The Perennial Philosophy: An Interpretation of the Great Mystics, East and West by Huxley, Aldous(July 28, 2009) 

It is an excellent work which quotes from many authors and scriptures and quotes extensively from 18th century English Quaker, William Law, who’s view on eternity and the fact that Quakers think the resurrection of Christ is more an eternal truth than an event in history that saved man from sin he says is more like Buddhism than he rest of Christianity.
This has some really good funny parables about some of the logic denying principles of quantum theory such as the Schroedingr’s cat paradox and the entanglement of pairs of electrons that seem to know which spin is measured in the oopposite half of a pair, even though they are moving away from each other at near the speed of light.  He really lays into the vengeful God of the Old Testament.

The best book on the theology of quantum theory and how primitive people don’t separate the spiritual from the physical as I didn’t since infancy is

Quantum Theology: Spiritual Implications of the New Physics

by Diarmuid O'Murchu | AJan 1, 2000
It also tells how liberation theology and post colonial and new feminist theology is returning to a quantum based approach where relationships are more important than the objects which the relationships are between.
Part of a quantum awareness is the holographic nature of reality that the whole is contained in every part, but the whole is much more than the sum of its parts.
There is an extensive bibliography in it.

resources from Steven

This is from Steven:

Reorder: The Promised Land
Sunday,  August 23, 2020

Our recent Daily Meditations have been focusing on what seems to me a universal pattern of spiritual transformation that takes us from Order, through Disorder, to Reorder. Order, by itself, normally wants to eliminate any disorder or diversity, creating a narrow and cognitive rigidity in both people and systems. Disorder, by itself, closes us off from any primal union, meaning, and eventually even sanity in both people and systems. Our focus of this week is Reorder, or transformation of people and systems, which happens when both are seen to work together.

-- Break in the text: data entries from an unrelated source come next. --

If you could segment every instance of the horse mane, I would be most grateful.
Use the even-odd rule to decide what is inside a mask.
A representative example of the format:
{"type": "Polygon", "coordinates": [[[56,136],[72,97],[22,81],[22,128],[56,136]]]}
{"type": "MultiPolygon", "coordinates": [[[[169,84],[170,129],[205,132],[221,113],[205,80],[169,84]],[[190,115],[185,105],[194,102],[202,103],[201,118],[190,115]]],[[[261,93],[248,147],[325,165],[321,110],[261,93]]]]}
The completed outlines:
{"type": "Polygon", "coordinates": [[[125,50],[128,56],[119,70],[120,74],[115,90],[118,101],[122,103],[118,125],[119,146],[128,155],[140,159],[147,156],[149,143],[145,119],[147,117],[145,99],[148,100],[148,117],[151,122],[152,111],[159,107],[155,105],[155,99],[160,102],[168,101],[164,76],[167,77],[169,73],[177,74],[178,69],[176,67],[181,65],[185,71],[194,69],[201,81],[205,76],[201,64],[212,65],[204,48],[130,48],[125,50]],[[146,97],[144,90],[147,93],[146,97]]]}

Like most other kinds of growth, this spiral probably happens over and over throughout our lives, and reveals itself in the Bible:

Garden of Eden —> Fall —> Paradise.

Walter Brueggemann teaches three kinds of Psalms: Psalms of Orientation —> Psalms of Disorientation —> Psalms of New Orientation. [1]

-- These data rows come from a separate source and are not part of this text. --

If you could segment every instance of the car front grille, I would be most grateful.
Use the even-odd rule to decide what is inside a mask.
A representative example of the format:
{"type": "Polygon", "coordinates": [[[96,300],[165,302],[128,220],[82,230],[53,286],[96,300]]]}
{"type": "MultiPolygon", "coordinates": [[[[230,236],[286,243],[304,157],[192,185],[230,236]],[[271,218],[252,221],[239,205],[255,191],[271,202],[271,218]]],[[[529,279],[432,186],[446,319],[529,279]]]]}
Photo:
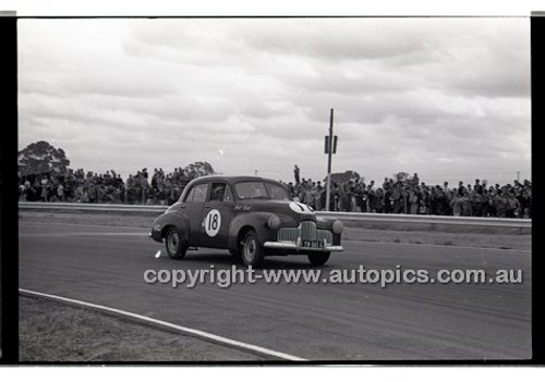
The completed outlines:
{"type": "Polygon", "coordinates": [[[278,242],[292,242],[296,243],[298,238],[301,241],[317,241],[331,244],[334,235],[327,230],[317,230],[316,222],[311,220],[302,221],[299,226],[284,226],[278,230],[278,242]]]}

Christians call the pattern Life —> Crucifixion —> Resurrection.

Many now speak generally of Construction —> Deconstruction —> Reconstruction.

We are indeed “saved” by knowing and surrendering to this universal pattern of reality. Knowing the full pattern allows us to let go of the first order, accept the disorder, and, sometimes hardest of all—to trust the new reorder.

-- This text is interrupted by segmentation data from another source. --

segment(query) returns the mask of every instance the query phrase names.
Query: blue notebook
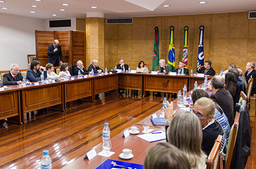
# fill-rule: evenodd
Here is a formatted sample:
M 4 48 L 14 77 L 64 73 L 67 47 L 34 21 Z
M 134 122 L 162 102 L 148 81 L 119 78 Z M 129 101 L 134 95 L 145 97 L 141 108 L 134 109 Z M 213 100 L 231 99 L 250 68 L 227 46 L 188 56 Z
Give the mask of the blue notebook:
M 120 166 L 114 166 L 114 163 Z M 124 166 L 124 167 L 123 167 Z M 114 160 L 110 159 L 107 159 L 102 162 L 99 166 L 94 169 L 111 169 L 111 168 L 137 168 L 143 169 L 143 165 L 141 164 L 135 164 L 131 162 L 123 162 L 117 160 Z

Every religion in its own way is talking about getting us to the reorder stage. Various systems would call it “enlightenment,” “paradise,” “nirvana,” “heaven,” “salvation,” “springtime,” or even “resurrection.” It is the life on the other side of death, the victory on the other side of failure, the joy on the other side of birthing pains. It is an insistence on going through—not under, over, or around. There is no nonstop flight to reorder. To arrive there, we must endure, learn from, and include the Disorder stage, transcending the first naïve Order—but also still including it! It amounts to the best of the conservative and the best of the liberal positions. People who have reached this stage, like the Jewish prophets, might be called “radical traditionalists.” They love their truth and their group enough to critique it; and they critique it enough to maintain their own integrity and intelligence. These wise ones have stopped overreacting but also over defending. They are usually a minority of humans.

Based on years of spiritual direction, I have observed that conservatives must let go of their illusion that they can order and control the world through religion, money, war, or politics. True release of control to God will show itself as compassion and generosity, and less boundary keeping. Liberals, however, must surrender their skepticism of leadership, eldering, or authority, and find what is good, healthy, and deeply true about a foundational order. This will normally be experienced as a move toward humility and real community.